I would like to combine an array full of floats with an array full of strings. Is there a way to do this?
(I am also having trouble rounding my floats, insert is changing them to scientific notation; I am unable to reproduce this with a small example)
A=np.array([[1/3,257/35],[3,4],[5,6]],dtype=float)
B=np.array([7,8,9],dtype=float)
C=np.insert(A,A.shape[1],B,axis=1)
print(np.arround(B,decimals=2))
D=np.array(['name1','name2','name3'])
How do I append D onto the end of C in the same way that I appended B onto A (insert D as the last column of C)?
I suspect that there is a type issue between having strings and floats in the same array. It would also answer my questions if there were a way to change a float (or maybe a scientific number, my numbers are displayed as '5.02512563e-02') to a string with about 4 digits (.0502).
I believe concatenate will not work, because the array dimensions are (3,3) and (,3). D is a 1-D array, D.T is no different than D. Also, when I plug this in I get "ValueError: all the input arrays must have same number of dimensions."
I don't care about accuracy loss due to appending, as this is the last step before I print.
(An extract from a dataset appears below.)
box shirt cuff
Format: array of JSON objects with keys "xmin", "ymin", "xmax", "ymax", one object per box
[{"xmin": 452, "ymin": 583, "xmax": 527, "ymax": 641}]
Use dtype=object in your numpy array; like bellow:
np.array([1, 'a'], dtype=object)
Try making D a numpy array first, then transposing and concatenating with C:
D=np.array([['name1','name2','name3']])
np.concatenate((C, D.T), axis=1)
See the documentation for concatenate for explanation and examples:
http://docs.scipy.org/doc/numpy/reference/generated/numpy.concatenate.html
numpy arrays support only one type of data in the array. Changing the float to str is not a good idea as it will only result in values very close to the original value.
Try using pandas, it support multiple data types in single column.
import numpy as np
import pandas as pd
np_ar1 = np.array([1.3, 1.4, 1.5])
np_ar2 = np.array(['name1', 'name2', 'name3'])
df1 = pd.DataFrame({'ar1':np_ar1})
df2 = pd.DataFrame({'ar2':np_ar2})
pd.concat([df1.ar1, df2.ar2], axis=0)